Problems and difficulties create opportunity and we are going to see tonnes of opportunity and fairly soon I expect.

Anonymous said...

Which broadcast date from Buehner are you referring to? The link just goes to their homepage.

Herrick Kimball said...

That's odd. The link takes me to "Welfare Mobs Strip WalMart," which was the 10/15 broadcast.

John C.—
Thanks for the link.

Sunnybrook Farm & Ron C.—
I'm pleased to know that you listened to the Crash Course. I hope your comments will be an encouragement for others to listen to it. And I think you are thinking right, Ron.

Anonymous said...

"According to This Online Inflation Calculator, it takes $472.48 in today's dollars to purchase what you could buy for just $20 in 1913. So the U.S. inflation rate for the past 100 years has been 2,262.4%. Hmmm.... that's looks like more than 3% a year."
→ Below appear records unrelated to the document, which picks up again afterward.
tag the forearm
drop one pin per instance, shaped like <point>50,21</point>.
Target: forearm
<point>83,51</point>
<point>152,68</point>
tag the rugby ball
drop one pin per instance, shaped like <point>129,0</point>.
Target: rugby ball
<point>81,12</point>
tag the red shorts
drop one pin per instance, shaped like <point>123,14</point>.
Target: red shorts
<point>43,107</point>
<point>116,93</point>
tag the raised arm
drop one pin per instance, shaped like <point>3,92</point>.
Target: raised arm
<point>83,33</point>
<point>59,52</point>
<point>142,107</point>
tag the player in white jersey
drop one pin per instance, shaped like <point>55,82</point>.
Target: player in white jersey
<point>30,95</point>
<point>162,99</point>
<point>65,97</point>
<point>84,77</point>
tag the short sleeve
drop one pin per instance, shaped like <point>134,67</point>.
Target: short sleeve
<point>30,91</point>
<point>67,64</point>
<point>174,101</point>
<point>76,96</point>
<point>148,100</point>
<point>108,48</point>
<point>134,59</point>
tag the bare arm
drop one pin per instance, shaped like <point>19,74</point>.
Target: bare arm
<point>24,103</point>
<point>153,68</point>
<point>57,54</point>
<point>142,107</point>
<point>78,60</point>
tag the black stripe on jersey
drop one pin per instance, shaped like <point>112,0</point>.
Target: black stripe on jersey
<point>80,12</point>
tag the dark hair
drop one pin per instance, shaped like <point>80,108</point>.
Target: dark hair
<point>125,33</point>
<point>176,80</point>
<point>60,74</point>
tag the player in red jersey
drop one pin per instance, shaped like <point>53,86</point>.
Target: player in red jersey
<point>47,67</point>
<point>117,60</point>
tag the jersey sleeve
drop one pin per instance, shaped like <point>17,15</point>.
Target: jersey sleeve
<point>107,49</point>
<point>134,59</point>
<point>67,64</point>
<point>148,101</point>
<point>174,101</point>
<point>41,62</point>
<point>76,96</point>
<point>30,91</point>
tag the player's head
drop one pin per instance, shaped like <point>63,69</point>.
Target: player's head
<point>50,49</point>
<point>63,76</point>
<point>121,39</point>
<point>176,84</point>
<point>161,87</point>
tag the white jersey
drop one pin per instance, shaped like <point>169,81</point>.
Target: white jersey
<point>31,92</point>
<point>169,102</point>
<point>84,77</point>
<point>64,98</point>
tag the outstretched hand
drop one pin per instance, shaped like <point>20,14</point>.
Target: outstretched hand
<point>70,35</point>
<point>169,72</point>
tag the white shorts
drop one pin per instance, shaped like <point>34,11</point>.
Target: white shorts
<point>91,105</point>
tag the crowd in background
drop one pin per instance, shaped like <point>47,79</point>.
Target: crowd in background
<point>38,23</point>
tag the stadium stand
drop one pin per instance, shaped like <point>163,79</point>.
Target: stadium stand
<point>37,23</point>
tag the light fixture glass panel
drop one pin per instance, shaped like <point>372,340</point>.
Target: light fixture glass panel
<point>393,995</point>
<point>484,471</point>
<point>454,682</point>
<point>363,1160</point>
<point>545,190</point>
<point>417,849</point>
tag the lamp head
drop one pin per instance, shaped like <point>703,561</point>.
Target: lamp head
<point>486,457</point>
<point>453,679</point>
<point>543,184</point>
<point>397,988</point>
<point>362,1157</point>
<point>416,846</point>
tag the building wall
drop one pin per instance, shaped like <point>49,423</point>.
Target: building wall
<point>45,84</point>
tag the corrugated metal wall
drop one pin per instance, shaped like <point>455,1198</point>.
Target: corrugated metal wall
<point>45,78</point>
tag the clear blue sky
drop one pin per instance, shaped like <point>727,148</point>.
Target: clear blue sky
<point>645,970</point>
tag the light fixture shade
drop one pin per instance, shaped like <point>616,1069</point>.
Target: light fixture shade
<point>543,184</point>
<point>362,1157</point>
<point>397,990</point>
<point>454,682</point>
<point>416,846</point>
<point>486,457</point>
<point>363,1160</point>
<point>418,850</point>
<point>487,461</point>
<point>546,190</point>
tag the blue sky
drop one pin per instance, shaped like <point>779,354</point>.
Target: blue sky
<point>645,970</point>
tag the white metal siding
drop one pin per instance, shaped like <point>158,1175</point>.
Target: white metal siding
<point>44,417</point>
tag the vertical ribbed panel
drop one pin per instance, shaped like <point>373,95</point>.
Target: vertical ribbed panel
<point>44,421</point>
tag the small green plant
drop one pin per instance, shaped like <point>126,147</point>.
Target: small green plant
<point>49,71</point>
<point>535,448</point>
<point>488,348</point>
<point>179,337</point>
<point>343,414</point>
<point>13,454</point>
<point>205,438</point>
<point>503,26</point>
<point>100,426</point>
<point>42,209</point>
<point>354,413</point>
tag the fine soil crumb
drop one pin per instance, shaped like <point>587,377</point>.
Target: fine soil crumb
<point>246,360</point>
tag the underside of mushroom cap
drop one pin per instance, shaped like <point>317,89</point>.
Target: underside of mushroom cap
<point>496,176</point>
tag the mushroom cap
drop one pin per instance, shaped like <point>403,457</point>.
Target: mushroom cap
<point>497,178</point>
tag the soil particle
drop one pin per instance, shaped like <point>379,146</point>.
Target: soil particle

According to my calculations that is just under 3.25% per year when viewed like a compounding interest situation. Still more than 3%, still robbing the citizens. I agree with you on everything else, just disagree with your math. $20 dollars earning 3.25% compounding per year for 100 years comes out to $474.40, unless I am calculating wrong. -John

Anonymous said...

I get just over 3.2% as well. When interest builds year over year, as interest does, it is compounding. ECON 101.

Herrick Kimball said...

You're right. I didn't take compounding into account. Compound theft adds up to a lot over time. This Web Page shows the monthly and yearly average inflation rates for the past 100 years. It ranges from 18% to -10.5%.

But the government formula for calculating inflation has changed over the years so I don't know how accurate it all is. The bottom line is, of course, that fiat-money inflation is a devious mechanism for robbing the people unawares. As long as the economy is growing and prospering, few people notice or care. But that is certainly not the case now, and we are surely experiencing inflation in energy and food prices beyond what the "official" numbers show.

sharonsj said...

I think inflation over the last 5 years is higher than 10%. A lot of stuff I buy has doubled in price (like pet food). Anything containing sugar and corn syrup is up from 40% to over 100%. Sea food is unaffordable and what is affordable is farm raised (tastes like crap and is laden with bacteria). And I've lost track of all the companies that shrank the size of the container while raising prices. Not only do government numbers lie, they'll going to kill us old folks with a chained CPI, so we can't even afford cat food.

Anonymous said...

Use the Rule of 72 for figuring compound interest. Divide 72 by the interest rate to find how long to double.